Your object is being held by a shared_ptr, so you can use a lambda to close over the shared_ptr:
auto func = [ptr](const int &p){ ptr->someMethod(p); };
You'll need to use shared_from_this to get ptr within the class.
Here's a full example that works:
#include <iostream>
#include <functional>
#include <memory>
using namespace std;
using namespace std::placeholders;
typedef function<void(const int&)> SomeFunc;
class X : public enable_shared_from_this<X> {
public:
X(string name) : name_(name) {
cout << "ctor " << name_ << endl;
}
~X() {
cout << "dtor " << name_ << endl;
name_ = "empty";
}
SomeFunc getSomeFunc() {
auto ptr = shared_from_this();
return [ptr](const int &a){ ptr->someMethod(a); };
}
private:
string name_;
void someMethod(const int& a) {
cout << name_ << " some method with " << a << endl;
}
};
int main()
{
SomeFunc f;
{
shared_ptr<X> x(new X("Object"));
f = x->getSomeFunc();
f(1);
}
f(2);
return 0;
}
The output looks like this:
ctor Object
Object some method with 1
Object some method with 2
dtor Object
Sulution 1) Using weak_ptr + lambda (almost the same as from b4hand, but it won't force your class beeing alive)
Inherit your class from std::enable_shared_from_this
class X : public enable_shared_from_this<X>
and change getSomeFunc to something like this:
SomeFunc getSomeFunc()
{
weak_ptr<X> weak = shared_from_this();
return [weak, this](const int& a){
shared_ptr<X> shared = weak.lock();
if (shared)
{
this->someMethod(a);
}
};
}
output:
ctor Object
Object some method with 1
dtor Object
more details here and here.
Solution 2) A bit of crazy code + lambda
If you can't or don't want to use shared/weak ptrs, you can do it this way:
#include <memory>
#include <functional>
#include <iostream>
#include <memory>
#include <string>
#include <set>
using namespace std;
typedef function<void(const int&)> SomeFunc;
class X {
private:
static set<X*> _aliveInstanties;
public:
X(string name) :name_(name)
{
_aliveInstanties.insert(this);
cout << "ctor " << name_ << endl;
}
~X()
{
_aliveInstanties.erase(_aliveInstanties.find(this));
cout << "dtor " << name_ << endl;
name_ = "empty";
}
SomeFunc getSomeFunc()
{
return [this](const int& a)
{
if (_aliveInstanties.find(this) != _aliveInstanties.end())
{
this->someMethod(a);
}
};
}
private:
string name_;
void someMethod(const int& a)
{
cout << name_ << " some method with " << a << endl;
}
};
You can create a class that holds a function pointer and a shared_ptr to the object.
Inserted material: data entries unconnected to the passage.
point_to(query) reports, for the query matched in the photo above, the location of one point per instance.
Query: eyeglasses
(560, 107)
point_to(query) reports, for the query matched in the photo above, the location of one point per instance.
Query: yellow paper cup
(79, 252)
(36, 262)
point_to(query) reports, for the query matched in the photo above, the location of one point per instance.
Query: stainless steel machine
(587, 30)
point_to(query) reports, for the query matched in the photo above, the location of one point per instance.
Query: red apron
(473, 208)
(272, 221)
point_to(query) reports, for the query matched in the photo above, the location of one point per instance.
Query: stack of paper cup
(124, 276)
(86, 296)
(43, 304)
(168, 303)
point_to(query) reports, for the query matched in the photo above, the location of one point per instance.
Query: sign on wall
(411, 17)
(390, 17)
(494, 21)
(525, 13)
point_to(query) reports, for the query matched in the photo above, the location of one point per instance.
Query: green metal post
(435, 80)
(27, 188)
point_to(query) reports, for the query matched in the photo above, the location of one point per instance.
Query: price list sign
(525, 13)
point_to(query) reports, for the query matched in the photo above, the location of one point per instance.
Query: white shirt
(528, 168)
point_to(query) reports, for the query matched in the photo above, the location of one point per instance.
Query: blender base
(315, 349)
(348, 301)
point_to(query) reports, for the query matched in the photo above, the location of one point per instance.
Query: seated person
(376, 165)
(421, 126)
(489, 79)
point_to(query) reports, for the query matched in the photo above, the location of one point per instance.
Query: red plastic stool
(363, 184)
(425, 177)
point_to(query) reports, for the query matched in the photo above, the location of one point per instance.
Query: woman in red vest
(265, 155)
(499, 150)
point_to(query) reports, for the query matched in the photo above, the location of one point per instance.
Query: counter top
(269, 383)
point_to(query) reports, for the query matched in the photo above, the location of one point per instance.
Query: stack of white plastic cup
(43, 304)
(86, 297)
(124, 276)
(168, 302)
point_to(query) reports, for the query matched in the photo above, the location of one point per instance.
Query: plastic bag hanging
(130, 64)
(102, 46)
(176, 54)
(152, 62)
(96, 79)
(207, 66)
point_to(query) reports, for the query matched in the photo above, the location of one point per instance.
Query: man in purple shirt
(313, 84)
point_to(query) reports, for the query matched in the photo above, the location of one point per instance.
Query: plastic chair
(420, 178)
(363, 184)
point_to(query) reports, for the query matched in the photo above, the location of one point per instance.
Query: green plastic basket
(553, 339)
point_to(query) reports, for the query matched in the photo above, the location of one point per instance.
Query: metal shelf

The shared_ptr to the object guarantees the object won't be destroyed until your function class is destroyed.
Another solution without using lambda is to derive from enable_shared_from_this and pass shared_from_this in getSomeFunc method:
class X : public enable_shared_from_this<X> {
public:
X(string name):name_(name)
{ cout << "ctor " << name_ << endl; }
~X()
{
cout << "dtor " << name_ << endl;
name_ = "empty";
}
SomeFunc
getSomeFunc()
{
return bind(&X::someMethod, shared_from_this(), _1);
}
private:
string name_;
void
someMethod(const int& a)
{
cout << name_ << " some method with " << a << endl;
}
};
This, however, will hold object until all callbacks are released.